Baybar's Shortform

Baybar

Baybar's Shortform — LessWrong

Baybar's Shortform

1st Oct 2025

1 min read

2

This is a special post for quick takes by Baybar. Only they can create top-level comments. Comments here also appear on the Quick Takes page and All Posts page.

10 comments, sorted by

top scoring

Click to highlight new comments since: Today at 3:54 PM

[-]Baybar6mo6616

Today's news of the large scale, possibly state sponsored, cyber attack using Claude Code really drove home for me how much we are going to learn about the capabilities of new models over time once they are deployed. Sonnet 4.5's system card would have suggested this wasn't possible yet. It described Sonnet 4.5s cyber capabilities like this:

We observed an increase in capability based on improved evaluation scores across the board, though this was to be expected given general improvements in coding capability and agentic, long-horizon reasoning. Claude Sonnet 4.5 still failed to solve the most difficult challenges, and qualitative feedback from red teamers suggested that the model was unable to conduct mostly-autonomous or advanced cyber operations.

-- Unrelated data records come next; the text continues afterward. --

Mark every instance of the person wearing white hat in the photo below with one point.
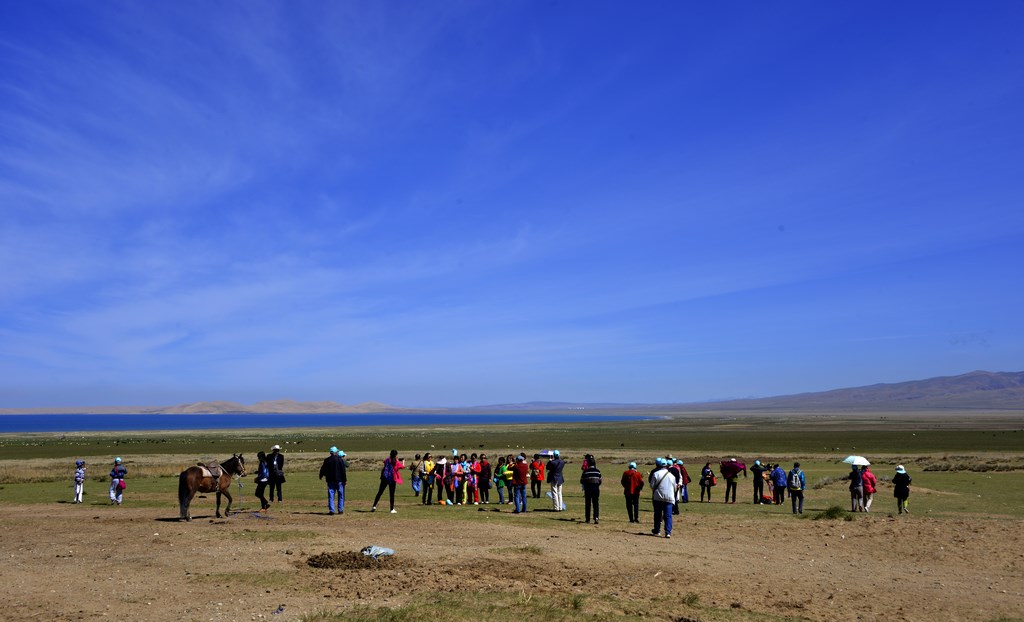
(275, 464)
(556, 480)
(334, 471)
(118, 486)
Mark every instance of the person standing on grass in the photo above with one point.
(591, 481)
(520, 480)
(870, 486)
(663, 488)
(759, 482)
(483, 480)
(632, 482)
(79, 481)
(856, 489)
(797, 483)
(275, 463)
(778, 479)
(901, 489)
(262, 480)
(118, 474)
(707, 482)
(334, 471)
(427, 477)
(500, 480)
(415, 477)
(556, 480)
(536, 475)
(389, 472)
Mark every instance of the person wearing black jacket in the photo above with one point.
(334, 470)
(591, 481)
(275, 464)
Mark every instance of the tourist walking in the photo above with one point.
(870, 487)
(334, 471)
(428, 478)
(416, 475)
(856, 489)
(262, 480)
(778, 480)
(275, 464)
(663, 488)
(389, 473)
(520, 480)
(797, 483)
(118, 485)
(556, 480)
(632, 482)
(758, 472)
(707, 482)
(901, 489)
(591, 482)
(483, 480)
(536, 475)
(79, 481)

I think it's clear based on this news of this cyber attack that mostly-autonomous and advanced cyber operations are possible with Sonnet 4.5. From the report:

This campaign demonstrated unprecedented integration and autonomy of AI throughout the attack lifecycle, with the threat actor manipulating Claude Code to support reconnaissance, vulnerability discovery, exploitation, lateral movement, credential harvesting, data analysis, and exfiltration operations largely autonomously. The human operator tasked instances of Claude Code to operate in groups as autonomous penetration testing orchestrators and agents, with the threat actor able to leverage AI to execute 80-90% of tactical operations independently at physically impossible request rates.

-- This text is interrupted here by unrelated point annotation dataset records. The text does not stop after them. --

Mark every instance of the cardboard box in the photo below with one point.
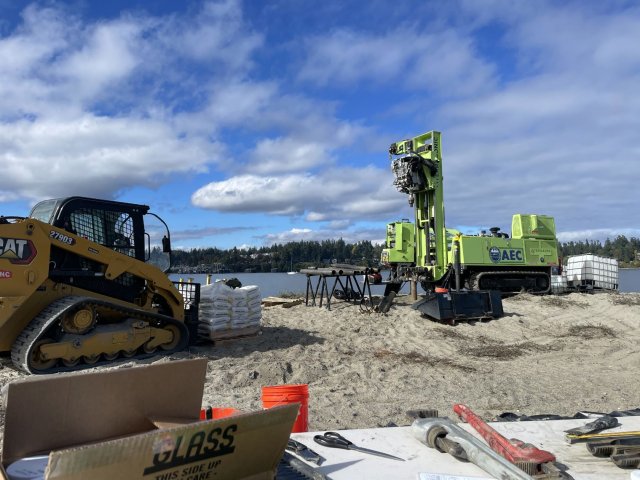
(139, 423)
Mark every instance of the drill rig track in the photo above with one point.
(75, 333)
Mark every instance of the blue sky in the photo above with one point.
(249, 123)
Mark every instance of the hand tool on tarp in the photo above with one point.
(292, 468)
(597, 425)
(446, 436)
(305, 452)
(536, 462)
(600, 436)
(335, 440)
(624, 452)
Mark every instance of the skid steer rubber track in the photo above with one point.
(48, 321)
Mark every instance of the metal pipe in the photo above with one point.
(456, 261)
(477, 451)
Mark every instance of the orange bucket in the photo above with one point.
(275, 395)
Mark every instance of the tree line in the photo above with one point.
(296, 255)
(285, 257)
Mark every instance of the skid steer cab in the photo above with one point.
(83, 282)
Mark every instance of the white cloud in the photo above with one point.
(333, 194)
(288, 155)
(441, 60)
(90, 102)
(93, 156)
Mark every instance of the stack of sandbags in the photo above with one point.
(226, 311)
(247, 308)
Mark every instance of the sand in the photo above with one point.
(548, 354)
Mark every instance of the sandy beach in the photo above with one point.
(548, 354)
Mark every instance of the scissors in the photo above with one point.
(305, 452)
(335, 440)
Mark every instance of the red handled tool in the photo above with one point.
(524, 455)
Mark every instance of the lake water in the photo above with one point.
(275, 284)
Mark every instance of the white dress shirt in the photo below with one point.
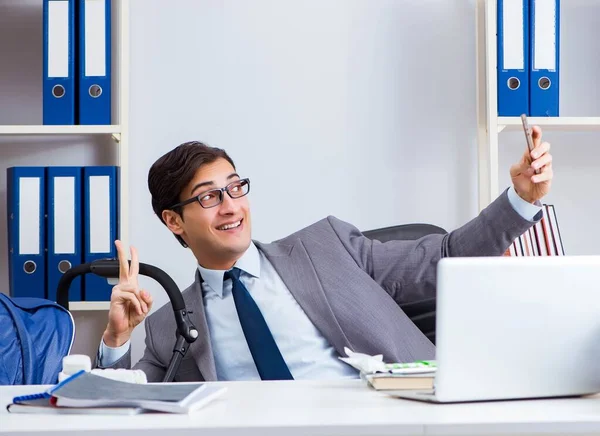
(306, 352)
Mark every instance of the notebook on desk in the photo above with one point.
(515, 328)
(87, 390)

What's even worse about this is that Sonnet 4.5 wasn't even released at the time of the cyber attack. That means that this capability emerged in a previous generation of Anthropic model, presumably Opus 4.1 but possibly Sonnet 4. Sonnet 4.5 is likely more capable of large scale cyber attacks than whatever model did this, since it's system card notes that it performs better on cyber attack evals than any previous Anthropic model.

I imagine when new models are released, we are going to continue to discover new capabilities of those models for months and maybe even years into the future, if this case is any guide. What's especially concerning to me is that Anthropic's team underestimated this dangerous capability in its system card. Increasingly, it is my expectation that system cards are understating capabilities, at least in some regards. In the future, misunderstanding of emergent capabilities could have even more serious consequences. I am updating my beliefs towards near-term jumps in AI capabilities being dangerous and harmful, since these jumps in capability could possibly go undetected at the time of model release.

[-]faul_sname6mo140

Claude Sonnet 4.5 still failed to solve the most difficult challenges, and qualitative feedback from red teamers suggested that the model was unable to conduct mostly-autonomous or advanced cyber operations.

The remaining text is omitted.